LEGO City Engineering

May 19, 2010

A resent MU Civil Engineering graduate is helping with LEGO robotics.

 My experience with the LEGO Camp began in 1996 when the LEGO Company first created their robotic sets.  Before the robotics I was still involved with the basic LEGO building sets, everything from space age to westerns.  I enjoyed the LEGO camp so much that I went to it multiple times.  A picture of me can be found in the May 1996 portion of the LEGO website.  I am the kid in the blue sweat shirt in the very front that is turned away from the camera.

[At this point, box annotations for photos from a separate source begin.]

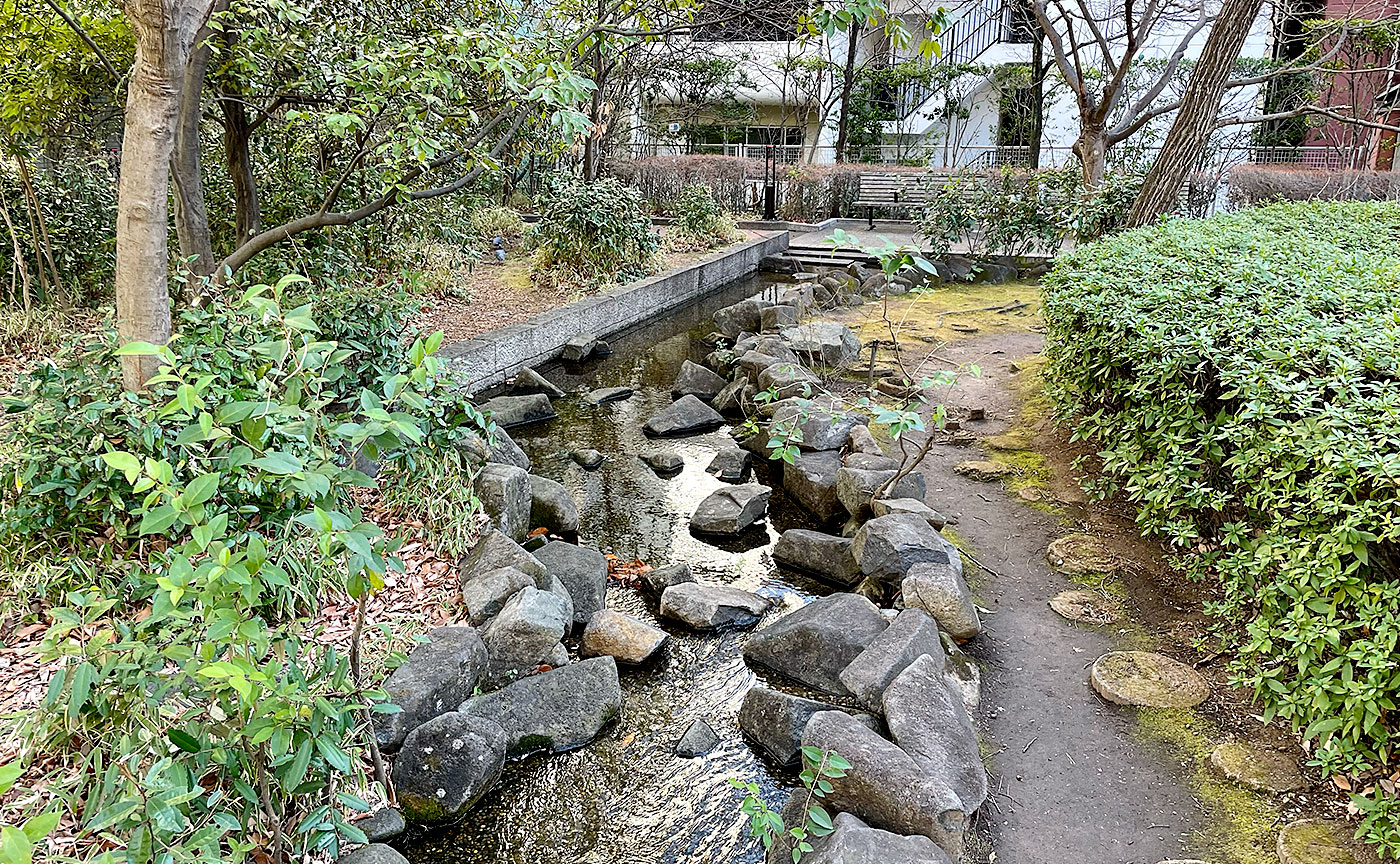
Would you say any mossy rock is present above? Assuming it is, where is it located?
[1278,819,1357,864]
[1046,534,1123,578]
[1050,588,1123,625]
[1089,651,1211,709]
[1211,741,1306,793]
[953,461,1021,483]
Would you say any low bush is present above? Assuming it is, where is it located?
[1043,202,1400,856]
[1228,165,1400,207]
[531,176,658,290]
[612,155,763,216]
[665,185,743,252]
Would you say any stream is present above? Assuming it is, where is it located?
[402,276,832,864]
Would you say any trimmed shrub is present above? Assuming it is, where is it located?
[612,155,763,216]
[531,176,658,290]
[1229,165,1400,207]
[1043,202,1400,853]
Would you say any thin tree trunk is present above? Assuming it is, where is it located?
[115,0,213,391]
[171,0,228,276]
[832,18,861,165]
[1127,0,1263,228]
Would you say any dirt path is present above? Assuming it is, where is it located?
[923,330,1204,864]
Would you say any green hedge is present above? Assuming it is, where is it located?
[1044,202,1400,839]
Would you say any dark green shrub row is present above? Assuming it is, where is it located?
[1044,202,1400,846]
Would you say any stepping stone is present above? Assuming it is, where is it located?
[661,583,771,630]
[676,720,720,759]
[643,396,724,438]
[641,450,686,478]
[1089,651,1211,709]
[582,609,671,665]
[953,459,1018,483]
[568,450,603,471]
[1046,534,1123,578]
[1211,741,1306,793]
[1278,819,1357,864]
[690,483,773,536]
[1050,588,1123,625]
[584,386,633,405]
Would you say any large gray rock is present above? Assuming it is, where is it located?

 As I went through middle school and high school I forgot about my time in the LEGO League and the critical thinking skills I learned.  This was sparked again by Marshall University's Exploring Engineering Academy of Excellence which I attended in 2003. Then the critical thinking skills came back to me.  As my group won the trebuchet challenge, using a design I made out of LEGO materials a few years earlier, it became clear what I wanted to do after high school; go to college to get a degree in Engineering.

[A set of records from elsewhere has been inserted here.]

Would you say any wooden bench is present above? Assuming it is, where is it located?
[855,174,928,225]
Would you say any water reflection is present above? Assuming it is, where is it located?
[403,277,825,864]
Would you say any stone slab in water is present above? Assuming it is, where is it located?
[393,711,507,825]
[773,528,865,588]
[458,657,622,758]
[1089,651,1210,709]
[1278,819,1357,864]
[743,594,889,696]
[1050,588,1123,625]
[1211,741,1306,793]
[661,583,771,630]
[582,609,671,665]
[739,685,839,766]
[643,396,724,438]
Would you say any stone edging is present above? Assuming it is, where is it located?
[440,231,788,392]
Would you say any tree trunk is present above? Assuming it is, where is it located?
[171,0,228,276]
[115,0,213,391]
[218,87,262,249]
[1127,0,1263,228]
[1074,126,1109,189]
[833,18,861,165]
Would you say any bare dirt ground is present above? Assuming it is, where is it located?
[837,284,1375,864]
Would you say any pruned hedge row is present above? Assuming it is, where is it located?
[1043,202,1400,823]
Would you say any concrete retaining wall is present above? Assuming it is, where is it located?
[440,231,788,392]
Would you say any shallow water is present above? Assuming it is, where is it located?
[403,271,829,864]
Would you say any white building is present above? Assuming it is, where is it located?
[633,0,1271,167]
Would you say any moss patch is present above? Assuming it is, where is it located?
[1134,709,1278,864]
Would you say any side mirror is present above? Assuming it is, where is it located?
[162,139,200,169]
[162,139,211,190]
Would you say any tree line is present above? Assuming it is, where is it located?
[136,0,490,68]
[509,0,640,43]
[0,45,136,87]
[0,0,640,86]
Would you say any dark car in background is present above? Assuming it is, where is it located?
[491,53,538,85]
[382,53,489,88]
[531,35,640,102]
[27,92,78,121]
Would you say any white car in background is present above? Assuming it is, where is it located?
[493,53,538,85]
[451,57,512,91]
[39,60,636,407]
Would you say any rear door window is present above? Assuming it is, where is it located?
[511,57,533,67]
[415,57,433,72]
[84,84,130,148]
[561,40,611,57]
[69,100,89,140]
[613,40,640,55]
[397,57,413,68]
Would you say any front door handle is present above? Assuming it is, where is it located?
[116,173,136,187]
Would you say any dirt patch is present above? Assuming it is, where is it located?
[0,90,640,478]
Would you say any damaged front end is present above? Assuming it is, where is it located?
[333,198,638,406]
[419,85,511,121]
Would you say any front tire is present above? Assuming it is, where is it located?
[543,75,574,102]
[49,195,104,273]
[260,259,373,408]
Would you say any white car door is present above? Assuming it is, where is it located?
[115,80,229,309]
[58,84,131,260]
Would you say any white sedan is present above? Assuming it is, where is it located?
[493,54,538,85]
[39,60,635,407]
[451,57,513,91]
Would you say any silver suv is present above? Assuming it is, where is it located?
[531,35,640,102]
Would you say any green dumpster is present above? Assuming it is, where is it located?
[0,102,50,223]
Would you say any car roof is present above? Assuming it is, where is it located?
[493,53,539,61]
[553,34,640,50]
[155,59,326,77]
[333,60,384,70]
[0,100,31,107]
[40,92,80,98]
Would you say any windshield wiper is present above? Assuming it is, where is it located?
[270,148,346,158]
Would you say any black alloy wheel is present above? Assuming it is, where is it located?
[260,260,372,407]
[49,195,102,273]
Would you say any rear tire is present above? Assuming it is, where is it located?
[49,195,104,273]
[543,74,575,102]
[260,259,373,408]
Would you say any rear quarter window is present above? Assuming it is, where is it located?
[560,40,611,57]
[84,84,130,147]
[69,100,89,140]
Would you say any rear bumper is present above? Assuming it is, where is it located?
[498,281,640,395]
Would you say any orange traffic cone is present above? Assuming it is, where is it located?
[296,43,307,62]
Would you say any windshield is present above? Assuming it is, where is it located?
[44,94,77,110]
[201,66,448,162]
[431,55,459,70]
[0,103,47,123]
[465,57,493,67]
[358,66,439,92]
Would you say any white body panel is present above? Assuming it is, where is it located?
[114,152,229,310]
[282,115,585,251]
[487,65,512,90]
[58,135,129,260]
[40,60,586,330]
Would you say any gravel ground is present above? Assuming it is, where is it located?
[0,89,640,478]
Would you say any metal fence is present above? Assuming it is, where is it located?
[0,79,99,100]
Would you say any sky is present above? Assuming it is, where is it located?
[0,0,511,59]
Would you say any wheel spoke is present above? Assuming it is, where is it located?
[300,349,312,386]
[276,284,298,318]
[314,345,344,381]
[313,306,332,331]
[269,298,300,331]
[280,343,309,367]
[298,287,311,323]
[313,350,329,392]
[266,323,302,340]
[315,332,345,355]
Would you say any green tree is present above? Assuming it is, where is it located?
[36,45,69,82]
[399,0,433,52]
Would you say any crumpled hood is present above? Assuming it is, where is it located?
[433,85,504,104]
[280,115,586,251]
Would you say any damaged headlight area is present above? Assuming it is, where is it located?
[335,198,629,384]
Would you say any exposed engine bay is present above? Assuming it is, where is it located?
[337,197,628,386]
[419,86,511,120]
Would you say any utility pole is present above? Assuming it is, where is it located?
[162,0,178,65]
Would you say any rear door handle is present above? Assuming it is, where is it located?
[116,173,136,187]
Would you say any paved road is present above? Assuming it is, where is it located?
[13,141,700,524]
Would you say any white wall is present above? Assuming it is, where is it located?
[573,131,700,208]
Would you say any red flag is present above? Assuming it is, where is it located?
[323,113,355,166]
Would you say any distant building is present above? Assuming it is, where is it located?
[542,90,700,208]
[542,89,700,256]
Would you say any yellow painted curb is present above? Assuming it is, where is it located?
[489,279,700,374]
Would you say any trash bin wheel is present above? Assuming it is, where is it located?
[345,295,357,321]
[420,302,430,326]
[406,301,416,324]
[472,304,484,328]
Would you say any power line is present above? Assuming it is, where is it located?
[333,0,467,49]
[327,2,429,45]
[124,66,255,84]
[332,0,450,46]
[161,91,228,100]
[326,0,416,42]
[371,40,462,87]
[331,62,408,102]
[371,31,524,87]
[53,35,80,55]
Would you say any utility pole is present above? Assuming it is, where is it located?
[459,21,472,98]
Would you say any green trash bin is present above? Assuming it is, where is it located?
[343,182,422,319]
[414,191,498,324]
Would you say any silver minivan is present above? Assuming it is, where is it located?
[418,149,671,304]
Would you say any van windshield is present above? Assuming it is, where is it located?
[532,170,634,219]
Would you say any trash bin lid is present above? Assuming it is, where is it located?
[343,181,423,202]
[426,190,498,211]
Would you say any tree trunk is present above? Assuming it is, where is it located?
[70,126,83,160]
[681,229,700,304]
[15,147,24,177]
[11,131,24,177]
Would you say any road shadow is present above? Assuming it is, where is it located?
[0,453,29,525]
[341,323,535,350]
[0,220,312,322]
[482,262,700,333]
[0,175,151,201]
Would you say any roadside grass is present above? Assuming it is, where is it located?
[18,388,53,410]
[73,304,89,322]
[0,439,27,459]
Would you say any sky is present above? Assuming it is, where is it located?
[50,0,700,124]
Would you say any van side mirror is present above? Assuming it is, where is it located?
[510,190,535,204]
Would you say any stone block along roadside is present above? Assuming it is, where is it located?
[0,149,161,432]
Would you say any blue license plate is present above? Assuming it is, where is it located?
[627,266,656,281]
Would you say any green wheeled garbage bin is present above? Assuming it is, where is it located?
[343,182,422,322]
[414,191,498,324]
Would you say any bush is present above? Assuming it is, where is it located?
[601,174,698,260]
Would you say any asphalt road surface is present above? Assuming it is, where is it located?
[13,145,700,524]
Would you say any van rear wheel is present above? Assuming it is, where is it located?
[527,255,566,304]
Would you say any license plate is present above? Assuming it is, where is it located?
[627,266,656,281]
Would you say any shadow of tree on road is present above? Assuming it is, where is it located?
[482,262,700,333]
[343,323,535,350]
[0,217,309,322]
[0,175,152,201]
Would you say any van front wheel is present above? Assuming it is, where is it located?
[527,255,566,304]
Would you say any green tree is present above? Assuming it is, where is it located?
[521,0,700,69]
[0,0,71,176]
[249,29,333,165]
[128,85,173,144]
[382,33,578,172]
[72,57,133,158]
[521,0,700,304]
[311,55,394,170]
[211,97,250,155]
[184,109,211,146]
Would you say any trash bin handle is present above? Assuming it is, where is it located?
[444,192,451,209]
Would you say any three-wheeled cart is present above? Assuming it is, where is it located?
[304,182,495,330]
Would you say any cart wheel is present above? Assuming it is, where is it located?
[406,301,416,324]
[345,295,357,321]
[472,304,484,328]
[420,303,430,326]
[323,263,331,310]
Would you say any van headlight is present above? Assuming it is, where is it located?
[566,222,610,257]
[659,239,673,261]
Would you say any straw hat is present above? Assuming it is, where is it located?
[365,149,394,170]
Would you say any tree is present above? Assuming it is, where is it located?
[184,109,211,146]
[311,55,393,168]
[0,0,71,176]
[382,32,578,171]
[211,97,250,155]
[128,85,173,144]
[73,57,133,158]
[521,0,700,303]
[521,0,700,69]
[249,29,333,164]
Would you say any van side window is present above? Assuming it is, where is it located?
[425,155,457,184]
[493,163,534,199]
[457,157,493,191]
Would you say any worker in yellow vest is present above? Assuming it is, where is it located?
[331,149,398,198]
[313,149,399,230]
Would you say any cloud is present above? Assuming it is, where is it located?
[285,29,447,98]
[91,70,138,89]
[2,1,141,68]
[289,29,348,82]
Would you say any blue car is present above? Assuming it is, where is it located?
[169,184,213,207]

 I went into Marshall's pre-engineering curriculum, bouncing between Chemical and Mechanical Engineering, starting Fall 2005. There I saw LEGO robotics again. One of our final projects in my ENGR 107 class was to design and build a robot made of LEGO materials and program it using basic C++.  I was the group leader because I had done most of this before in the LEGO camp many years before.  My group won first place in all the challenged that our robot faced and I received an A in that course.
 Though there are many twists and turns in my story and bouncing from what field of Engineering I wanted to go into, almost annually, I goal of becoming an Engineer never changed.  Now May 2010 I received my Bachelors in Engineering through Marshall University's College of Information Technology and Engineering.  Through my 5 year college career I used the logic skills I learned using LEGO materials those many years ago as the foundation of learning what I needed for engineering.
 Now, volunteering for the LEGO city while I wait for my career as an Engineer Trainee for the West Virginia Department of Highways to start and helping some schools with these challenges I faced years ago, I see myself in many of the kids.  Looking back I cannot express how helpful the LEGO activities were in improving my critical thinking skills.  Is every kid that goes through this program going to be an engineer or a math genius?  Obviously no, but I am confident that because of this program that many of these children will be more successful in life because of the critical thinking skills that they will learn through the LEGO activities.